Recover data from truncated tables, you can do it by yourself.
I have seems somebody truncated their tables by mistaken several times, because of they connect to wrong database and run the script without careful check. To save data, the first thing they need to do is stop the database, and take a backup of the tablespace where the tables locate. For truncation, Oracle just reformat the segment header, and other blocks remain untouched, so we are able to recover the data, however if the blocks are touched by oracle again, it will be formatted to hold new rows. Following is an example of how to recover the rows back, let's build a demo table first:
SQL> CREATE TABLE T_TRUNCATE AS SELECT * FROM TAB;
Table created.
SQL> SELECT COUNT(*) FROM T_TRUNCATE;
COUNT(*)
----------
14
SQL> ALTER SYSTEM CHECKPOINT;
System altered.
SQL> TRUNCATE TABLE T_TRUNCATE;
Table truncated.
SQL> ALTER SYSTEM CHECKPOINT;
System altered.
The truncated table will be assigned a new data object id, we could get it from DESC command output:L
AUL> desc anysql.t_truncate
Storage(OBJ#=9976 OBJD=9977 TS=4 FILE=4 BLOCK=5235 CLUSTER=0)

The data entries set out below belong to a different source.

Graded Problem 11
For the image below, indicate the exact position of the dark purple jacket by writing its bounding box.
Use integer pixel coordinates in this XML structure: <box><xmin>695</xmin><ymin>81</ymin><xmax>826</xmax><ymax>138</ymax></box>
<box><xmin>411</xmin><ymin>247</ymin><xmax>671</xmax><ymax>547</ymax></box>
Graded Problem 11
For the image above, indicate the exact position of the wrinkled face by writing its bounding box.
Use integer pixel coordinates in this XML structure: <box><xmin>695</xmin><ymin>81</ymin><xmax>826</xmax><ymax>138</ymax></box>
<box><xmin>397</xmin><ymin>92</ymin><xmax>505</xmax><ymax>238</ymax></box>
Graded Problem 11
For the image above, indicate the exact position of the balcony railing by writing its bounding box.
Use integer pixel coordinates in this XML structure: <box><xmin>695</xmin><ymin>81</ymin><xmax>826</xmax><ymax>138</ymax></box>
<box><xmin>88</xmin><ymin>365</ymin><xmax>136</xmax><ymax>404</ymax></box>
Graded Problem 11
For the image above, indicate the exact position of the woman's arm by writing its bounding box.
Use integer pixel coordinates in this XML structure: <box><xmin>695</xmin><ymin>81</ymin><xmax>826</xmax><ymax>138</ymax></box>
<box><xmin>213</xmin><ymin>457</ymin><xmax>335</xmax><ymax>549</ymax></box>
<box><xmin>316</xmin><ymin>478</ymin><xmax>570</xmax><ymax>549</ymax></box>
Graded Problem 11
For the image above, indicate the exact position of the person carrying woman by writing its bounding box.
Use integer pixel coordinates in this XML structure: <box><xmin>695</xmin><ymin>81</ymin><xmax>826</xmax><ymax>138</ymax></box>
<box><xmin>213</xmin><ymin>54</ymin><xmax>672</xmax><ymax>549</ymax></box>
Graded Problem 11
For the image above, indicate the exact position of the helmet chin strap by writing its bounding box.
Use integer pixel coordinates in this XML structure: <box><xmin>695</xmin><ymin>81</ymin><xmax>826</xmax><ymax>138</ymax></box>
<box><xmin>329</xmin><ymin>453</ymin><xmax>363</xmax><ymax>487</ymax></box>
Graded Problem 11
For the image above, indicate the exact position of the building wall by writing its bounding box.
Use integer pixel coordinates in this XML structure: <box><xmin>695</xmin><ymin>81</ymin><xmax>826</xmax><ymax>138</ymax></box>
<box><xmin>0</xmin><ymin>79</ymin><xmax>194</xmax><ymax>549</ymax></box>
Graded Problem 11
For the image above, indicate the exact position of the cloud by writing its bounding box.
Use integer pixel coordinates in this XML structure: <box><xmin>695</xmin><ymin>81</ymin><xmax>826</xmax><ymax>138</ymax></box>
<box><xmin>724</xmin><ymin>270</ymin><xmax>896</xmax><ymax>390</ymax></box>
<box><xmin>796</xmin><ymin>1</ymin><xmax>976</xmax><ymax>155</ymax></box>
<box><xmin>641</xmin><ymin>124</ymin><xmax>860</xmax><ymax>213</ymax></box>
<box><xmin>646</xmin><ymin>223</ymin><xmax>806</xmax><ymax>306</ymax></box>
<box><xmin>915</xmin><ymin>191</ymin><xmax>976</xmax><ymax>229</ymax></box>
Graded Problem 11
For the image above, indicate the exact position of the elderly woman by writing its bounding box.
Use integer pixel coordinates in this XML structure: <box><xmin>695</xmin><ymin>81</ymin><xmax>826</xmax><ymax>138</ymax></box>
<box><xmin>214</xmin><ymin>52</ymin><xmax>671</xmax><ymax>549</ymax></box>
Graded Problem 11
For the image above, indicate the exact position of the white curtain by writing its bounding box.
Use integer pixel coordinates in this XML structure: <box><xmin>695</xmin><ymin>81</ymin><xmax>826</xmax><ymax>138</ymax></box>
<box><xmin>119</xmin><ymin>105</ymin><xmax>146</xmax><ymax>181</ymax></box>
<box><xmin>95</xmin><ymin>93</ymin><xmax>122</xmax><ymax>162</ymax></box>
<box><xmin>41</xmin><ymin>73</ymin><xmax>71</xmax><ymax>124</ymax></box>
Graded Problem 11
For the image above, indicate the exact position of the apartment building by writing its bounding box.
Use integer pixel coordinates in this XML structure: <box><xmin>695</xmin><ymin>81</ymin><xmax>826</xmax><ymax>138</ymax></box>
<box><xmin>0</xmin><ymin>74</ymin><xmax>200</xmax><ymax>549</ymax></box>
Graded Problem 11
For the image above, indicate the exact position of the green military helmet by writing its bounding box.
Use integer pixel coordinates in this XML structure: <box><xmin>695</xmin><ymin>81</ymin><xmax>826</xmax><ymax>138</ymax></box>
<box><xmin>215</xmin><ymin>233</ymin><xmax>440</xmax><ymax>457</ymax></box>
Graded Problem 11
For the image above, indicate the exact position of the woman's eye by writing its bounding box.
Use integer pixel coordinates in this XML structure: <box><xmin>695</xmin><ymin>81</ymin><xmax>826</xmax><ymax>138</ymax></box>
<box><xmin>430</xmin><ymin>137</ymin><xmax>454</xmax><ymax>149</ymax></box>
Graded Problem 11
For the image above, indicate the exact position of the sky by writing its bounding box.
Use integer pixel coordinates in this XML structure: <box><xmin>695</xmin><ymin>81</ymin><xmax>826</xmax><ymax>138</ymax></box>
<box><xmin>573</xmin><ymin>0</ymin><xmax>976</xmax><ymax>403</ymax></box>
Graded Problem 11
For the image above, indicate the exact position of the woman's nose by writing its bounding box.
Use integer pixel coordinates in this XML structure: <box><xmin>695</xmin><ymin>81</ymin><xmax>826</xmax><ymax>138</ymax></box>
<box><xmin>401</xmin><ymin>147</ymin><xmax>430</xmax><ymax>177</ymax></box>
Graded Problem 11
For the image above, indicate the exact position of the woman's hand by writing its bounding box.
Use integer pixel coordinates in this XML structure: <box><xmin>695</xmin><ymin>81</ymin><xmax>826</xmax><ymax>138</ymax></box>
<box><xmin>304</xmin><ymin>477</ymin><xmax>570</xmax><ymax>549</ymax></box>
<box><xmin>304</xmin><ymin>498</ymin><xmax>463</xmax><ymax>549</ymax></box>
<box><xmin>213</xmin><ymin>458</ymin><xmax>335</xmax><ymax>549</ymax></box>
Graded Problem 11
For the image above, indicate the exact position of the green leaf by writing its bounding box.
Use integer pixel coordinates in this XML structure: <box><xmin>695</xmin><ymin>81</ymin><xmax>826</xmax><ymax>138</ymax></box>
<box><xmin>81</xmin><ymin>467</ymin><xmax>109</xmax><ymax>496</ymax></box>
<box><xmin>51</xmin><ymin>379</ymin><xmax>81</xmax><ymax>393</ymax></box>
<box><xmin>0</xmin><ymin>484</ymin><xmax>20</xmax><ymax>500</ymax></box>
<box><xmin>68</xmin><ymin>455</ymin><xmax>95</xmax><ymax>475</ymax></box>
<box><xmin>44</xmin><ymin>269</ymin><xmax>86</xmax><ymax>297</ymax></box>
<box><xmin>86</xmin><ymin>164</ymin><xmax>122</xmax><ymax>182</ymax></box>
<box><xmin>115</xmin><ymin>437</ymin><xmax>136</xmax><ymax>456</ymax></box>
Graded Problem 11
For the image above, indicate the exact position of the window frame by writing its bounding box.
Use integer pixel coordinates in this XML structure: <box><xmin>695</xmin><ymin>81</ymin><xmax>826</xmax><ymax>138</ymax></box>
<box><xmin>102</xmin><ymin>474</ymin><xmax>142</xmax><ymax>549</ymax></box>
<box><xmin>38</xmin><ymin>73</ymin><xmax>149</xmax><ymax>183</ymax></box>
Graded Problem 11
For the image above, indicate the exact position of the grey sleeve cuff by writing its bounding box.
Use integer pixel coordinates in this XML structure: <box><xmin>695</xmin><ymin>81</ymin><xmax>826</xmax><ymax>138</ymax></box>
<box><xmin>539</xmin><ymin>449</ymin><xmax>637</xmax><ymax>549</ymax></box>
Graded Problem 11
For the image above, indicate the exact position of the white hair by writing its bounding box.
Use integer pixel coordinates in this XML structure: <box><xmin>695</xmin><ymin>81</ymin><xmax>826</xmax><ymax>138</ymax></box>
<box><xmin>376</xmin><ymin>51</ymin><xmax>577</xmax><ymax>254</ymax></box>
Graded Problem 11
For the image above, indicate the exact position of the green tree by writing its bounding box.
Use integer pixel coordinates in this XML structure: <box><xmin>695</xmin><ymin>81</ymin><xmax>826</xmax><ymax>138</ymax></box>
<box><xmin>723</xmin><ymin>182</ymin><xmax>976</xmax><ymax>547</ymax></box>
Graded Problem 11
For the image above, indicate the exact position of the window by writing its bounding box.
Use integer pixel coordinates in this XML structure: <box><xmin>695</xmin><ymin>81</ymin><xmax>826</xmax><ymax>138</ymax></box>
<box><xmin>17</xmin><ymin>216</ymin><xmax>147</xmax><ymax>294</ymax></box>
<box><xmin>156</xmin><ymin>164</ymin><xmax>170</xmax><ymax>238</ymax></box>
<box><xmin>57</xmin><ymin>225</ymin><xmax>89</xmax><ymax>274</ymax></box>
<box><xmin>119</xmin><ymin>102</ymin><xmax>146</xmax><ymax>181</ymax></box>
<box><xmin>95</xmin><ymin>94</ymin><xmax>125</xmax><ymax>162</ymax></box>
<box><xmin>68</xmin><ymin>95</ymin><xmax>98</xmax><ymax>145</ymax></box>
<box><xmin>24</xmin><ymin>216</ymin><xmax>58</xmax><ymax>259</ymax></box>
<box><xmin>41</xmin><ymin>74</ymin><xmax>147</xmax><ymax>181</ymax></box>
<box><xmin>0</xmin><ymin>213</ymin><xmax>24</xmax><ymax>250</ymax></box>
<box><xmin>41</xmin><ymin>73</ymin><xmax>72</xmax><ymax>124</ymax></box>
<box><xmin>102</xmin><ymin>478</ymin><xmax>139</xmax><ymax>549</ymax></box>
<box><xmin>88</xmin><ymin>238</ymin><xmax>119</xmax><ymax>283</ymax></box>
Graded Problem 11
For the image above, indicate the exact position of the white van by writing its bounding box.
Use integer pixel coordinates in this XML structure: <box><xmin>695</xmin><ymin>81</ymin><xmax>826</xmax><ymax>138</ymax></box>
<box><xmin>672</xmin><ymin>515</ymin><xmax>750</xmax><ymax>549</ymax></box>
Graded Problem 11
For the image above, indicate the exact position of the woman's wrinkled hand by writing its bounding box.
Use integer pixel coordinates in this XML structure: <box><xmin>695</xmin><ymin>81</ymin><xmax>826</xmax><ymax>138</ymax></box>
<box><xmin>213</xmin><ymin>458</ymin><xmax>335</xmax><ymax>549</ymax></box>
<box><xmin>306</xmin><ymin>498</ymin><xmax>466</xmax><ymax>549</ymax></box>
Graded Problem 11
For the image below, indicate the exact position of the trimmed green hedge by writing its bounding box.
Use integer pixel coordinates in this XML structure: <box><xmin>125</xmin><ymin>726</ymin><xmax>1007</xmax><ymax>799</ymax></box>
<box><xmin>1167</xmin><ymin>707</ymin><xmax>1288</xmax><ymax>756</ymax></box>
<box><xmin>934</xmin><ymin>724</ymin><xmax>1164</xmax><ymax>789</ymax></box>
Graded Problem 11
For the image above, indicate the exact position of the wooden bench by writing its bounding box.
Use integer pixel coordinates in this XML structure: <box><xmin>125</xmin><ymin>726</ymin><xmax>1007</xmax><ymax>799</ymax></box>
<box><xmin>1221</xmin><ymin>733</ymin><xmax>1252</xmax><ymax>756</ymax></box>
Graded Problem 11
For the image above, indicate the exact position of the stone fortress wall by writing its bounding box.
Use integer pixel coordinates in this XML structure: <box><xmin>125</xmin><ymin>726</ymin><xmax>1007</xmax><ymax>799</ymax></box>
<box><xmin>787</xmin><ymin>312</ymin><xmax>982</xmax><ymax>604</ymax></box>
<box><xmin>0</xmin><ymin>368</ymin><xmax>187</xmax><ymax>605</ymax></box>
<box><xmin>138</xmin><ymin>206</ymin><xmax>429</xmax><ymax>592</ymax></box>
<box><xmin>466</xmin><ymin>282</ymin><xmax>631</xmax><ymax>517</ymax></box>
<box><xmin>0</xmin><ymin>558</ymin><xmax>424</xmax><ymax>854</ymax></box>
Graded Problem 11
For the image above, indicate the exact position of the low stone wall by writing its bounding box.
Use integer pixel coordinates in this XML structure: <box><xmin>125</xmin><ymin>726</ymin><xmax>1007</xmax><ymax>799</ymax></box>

No. SEQ INT Column Name Type
--- --- --- ----------------------------- ----------------
1 1 1 TNAME VARCHAR2(30) NOT NULL
2 2 2 TABTYPE VARCHAR2(7)
3 3 3 CLUSTERID NUMBER
To recover the rows, we need run scan extent command to generate the extent map to a text file (AULEXT.TXT), because segment header is formatted by Oracle.